In April 1917, he opposed the participation of socialists in the Provisional Government. In August 1917, at the socialist Conference of Democratic Organizations on Defence, he argued that military defeat in the war would put an end to the Revolution.

== Participation in the October Revolution ==
Bogdanov was an opponent of the October Revolution. In November and December 1917, he was a member of the Union for the Protection of the Constituent Assembly. In July 1918, he was arrested and imprisoned in the Peter and Paul Fortress.

In the September 1918 he was released at the request of Soviet leaders, as a he was needed as a specialist for the development of the economy. At this time, he left St. Petersburg for Odessa. There, he became a member of the local Soviet of Workers' Deputies.

==Life in prison and exile==
In the post-revolutionary period, Bogdanov was repeatedly subjected to political repression by the Soviet authorities. He was repeatedly arrested by the organs of the Cheka, OGPU, NKVD and MGB of the USSR on charges of anti-Bolshevik activities and subjected to exile for his Menshevik past.

In December 1920, he was arrested along with the entire Menshevik faction of the Soviet of Workers' Deputies and was exiled to Vladimir. In fall 1921, he was released and went to Moscow, becoming a member of the Supreme Soviet of the National Economy. He arrested again on 27 December 1922 and was sentenced to two years in the Pertominsk. Here he became the representative of the Mensheviks in the camp and signed a telegram alongside Georgy Kachorovsky, representing the Socialist Revolutionaries and Ivan Charin representing the Anarchists complaining to the Soviet authorities that their human rights had been violated by the non delivery of letters and parcels sent to them.

In June 1923, he was transferred to the Solovki prison camp on Solovetsky Islands. At the end of his term of imprisonment in December 1924, he was exiled to Ust-Tsilma for three years. In April 1925 he was arrested again on suspicion of preparing an escape from exile. In July 1925 he was released. After being released from exile in January 1928, he moved to Baku. In July, he was arrested there and exiled to Simferopol for three years, where he worked in the State Planning Committee of the Crimean ASSR. In February 1931, he was arrested on charges of counter-revolutionary agitation and for participating in a counter-revolutionary organization. In 1932, the remaining term of his imprisonment was replaced by exile in Tomsk.

In 1937, he was arrested again. In April 1940, he was sentenced to eight years in a labour camp. He served his time in Kargopollag. He was released in January 1947 and exiled to Syktyvkar. In spring 1949 he was arrested again on charges of counter-revolutionary activity and sentenced to another ten years in a labour camp. In February 1955, he was released early for health reasons, and was sent to the Zubovo-Polyansk nursing home.

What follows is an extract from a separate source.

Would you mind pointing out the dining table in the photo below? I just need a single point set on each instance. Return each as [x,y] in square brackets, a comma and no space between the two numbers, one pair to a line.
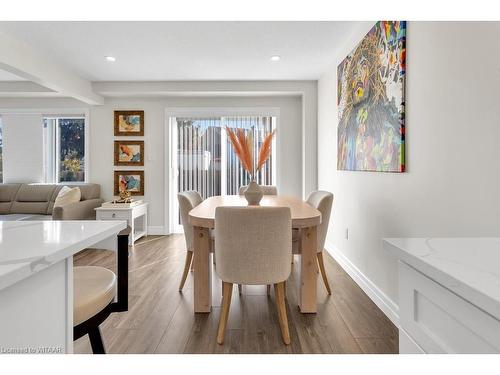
[304,217]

During his exile and imprisonment, he did some work as an economist. Despite suffering a stroke in 1952, he was only released after a second stroke in 1956. He was rehabilitated in 1956, but was still stigmatised as politically unreliable by the Soviet authorities and was unable to return to Moscow until 1959. He died in Moscow, on 15 June 1960 and was buried at the Donskoye Cemetery. He was fully rehabilitated by the Decree of August 13, 1990.